Yesterday I was reading this Hacker News thread about the Common Crawl, and one comment caught my attention:
Common Crawl is awesome. I wonder how complex it would be to run a Google-like frontend on top of it, and how good the results would be after a couple days of hacking…
I wondered why it wasn’t obvious to this person that it would be very complex to do that, and that the result would not be great. I realized that many people who search Google in 2013 are too young to remember the early days of web search (I’ll use Google as an example for this post, replace with your favorite search engine if you’d like). There was one time when building a decent search engine was relatively simple:
- crawl a few million pages (in 1997, that would have included pretty much every interesting web page out there).
- create an index in which every word points to all the web pages containing it, just like one at the end of a textbook.
- Write a cgi script to parse a query from a search box into separate words, find the words in the index, compute the intersection of all the pages, create a list of (at most) 10 results.
- Render those results as ten blue links on a white page. Include the search box in that page in case the user wasn’t satisfied with the (probably crappy) results we just provided.
Fast forward 16 years. Today’s search engines are no longer about the web. They are about reading people’s minds, and finding answers to questions we cannot even articulate properly. A naive search engine built using the Common Crawl data on top of 1990s technology would feel clunky and tedious, like riding a horse for a ten-mile commute. If you don’t believe me, just go to Google (either on your computer or your phone) and start typing a few characters. Pay attention to all the things that happen:
- Google fixes spelling mistakes as you type. Every keystroke is sent back to a server that tries to help you as quickly as possible. What does this person want? How much information do I have so far? Should I suggest searches, or should I display results? What device is this person using, and what does the screen look like?

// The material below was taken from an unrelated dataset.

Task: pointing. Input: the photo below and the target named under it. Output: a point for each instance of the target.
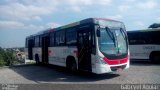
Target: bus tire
(71, 64)
(37, 59)
(155, 57)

- Google knows who you are. On Google, you’re searching your own personal universe. If you and I start typing a first name (J-o-h), odds are it will show us people we know named John, along with their pictures. They probably won’t be the same people.
- The web is only a small fraction of your information needs. It’s been a long time since search engines restricted themselves to finding web pages. Today they will do math for you, find real-time flight information, tell you about the local weather, show you when the next bus will come by your stop. If you type an artist or a song title, you’ll probably see a video or two. Back in 2007 Google called this Universal Search, but the concept had been around for years. In 2000-2001 we were already working on blending different types of results at Inktomi.
A mainstream search engine acts a bit like a very diligent psychic. It has performed a background check on you. It knows more about you than you can probably imagine, including patterns you are not even aware of. It uses that information plus a number of large data sources (of which the web is just one) to guess what you want. To make matters more complicated, the usual input methods don’t let you articulate your desires as if you were talking to your personal search genie:
“Hey Mysterious Finder of Things, I’m looking for an article that I read sometime last week. There was a phrase that was really funny, it had something to do with George Carlin. Or maybe Louis CK, I’m not sure.”
Instead, you’d go to Google and start typing something like “George Carlin article.” Perhaps you’d do it directly from your browser bar without even noticing that you’re searching Google. As you type, you might see the url and title of the article you read 6 days ago. If you don’t, you could actually pick a suggested query, submit the search and refine the results. How often do you do that? If you see really old results, you could tell Google to restrict the search to articles from the past week. How do you think Google knows that an article is from the past week, or from the past year? It’s not as easy as it seems; Google knows when it first saw an article. What if the article was created ten years ago but only made visible to Google last week?
I could keep going, and make this into a book about the immense amount of work that has taken search to the current state of the art. I’ll stop here. The point of this post was to show how even tech-savvy people take for granted the extremely complex mechanisms that power a search engine. It may be possible to make some investors believe that you can build a usable alternative to Google in a year, but anybody who calls him/herself a hacker should know better.
Back in the olden days of 1990s search engines, I visualized a sort of “digital butler”.
Your digital butler would fetch all kinds of relevant information and answer questions, based on spoken queries.
It is really cool to see that vision of the future which I had so long ago, finally being realized.
But I thought I could just push the easy button! I believe the future of information retrieval revolves around server-side result ommissions as opposed to index size and parameter recommendations/auto-complete.
Contemporary search is great for analyzing historical information like librarians used to do, but not the future. There are so many huge breakthroughs yet to come in information retrieval. They have nothing to do with goggles or any mobile device, too!
Current VC memes are garbage. Mobile and more targeted advertising while impressions and CPC rates are crashing…still!
True innovation is real hard. It’s not like GOOG, AAPL, MSFT, AMZN, EBAY, etc. don’t have incredible minds to tap and the resources to support said minds, right? At the end of the day your vision has to be right or you’re left with only more “experience” and who really wants more of that?
You’re too young to quit DB! Your best might be in front of you yet.